In this study, we evaluated a large cohort of patients with haematological malignancy suffering from invasive fungal infections treated with three different antifungal combination regimens. The probability of survival in our cohort was better in all three subgroups than most of the published data on antifungal monotherapy in haematological patients and stem cell transplant recipients with invasive fungal infections [5, 28, 34]. Only voriconazole monotherapy has shown higher survival rates at week 12 in the study of Herbrecht and colleagues, when voriconazole was compared with conventional amphotericin B in primary therapy of invasive aspergillosis [16].

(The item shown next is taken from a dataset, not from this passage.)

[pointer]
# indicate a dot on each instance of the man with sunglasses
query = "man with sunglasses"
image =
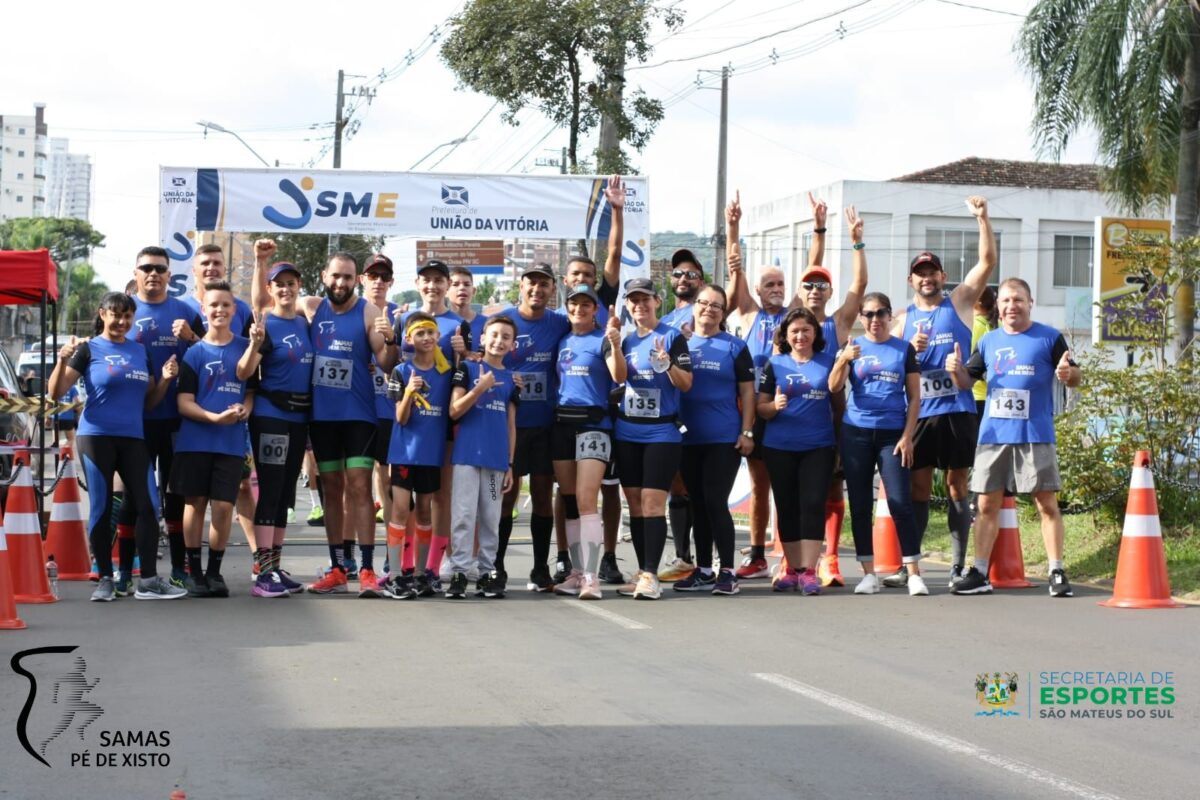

Still, the various treatment groups in our cohort were too small to reach statistically significant results for superiority or inferiority for each of the combinations used. In particular, we found, that the concomitant application of polyenes and triazoles is effective, although in vitro data show critical antagonism of this combination. The combination most commonly used consisted of a liposomal polyene and an echinocandin. These drugs have shown good efficacy in studies on antifungal monotherapy in haematological patients as well as in previous trials on combination therapy and have again been shown to be efficacious in our trial [9, 25].

The toxicity of antifungal combination therapy did not lead to the termination of treatment in any of the combinations used. Increased serum levels of bilirubin, alkaline phosphatase, transaminases and creatinine were seen in the cohort, but were induced mainly by severe graft-versus-host disease or transient renal impairment and did not significantly deteriorate during therapy. Although the majority of the patients died in the follow-up period, the efficacy and toxicity at the end of antifungal combination therapy seems favourable.

The heterogeneity of our cohort and the differences in the three evaluated combinations display the need of further investigation of combination therapies and the overcoming of long-known prejudices in antifungal treatment strategies.

Conclusions

Antifungal combination therapy is increasingly applied in clinical practice although specific recommendations for such treatment are still lacking. Our data show that concomitant use of all classes of antifungal drugs is feasible for first-line or salvage therapy in haematological high-risk patients. The risk of treatment-related toxicity is moderate if antifungal drugs are applied in approved dosage. Response rates and mortality in our cohort were better than those of antifungal monotherapy published in previous trials. If antifungal combination therapy should routinely be adopted in the management of these patients, however, has to be further evaluated. Then, risk-adapted strategies with antifungal combination therapy can be implemented into clinical practice.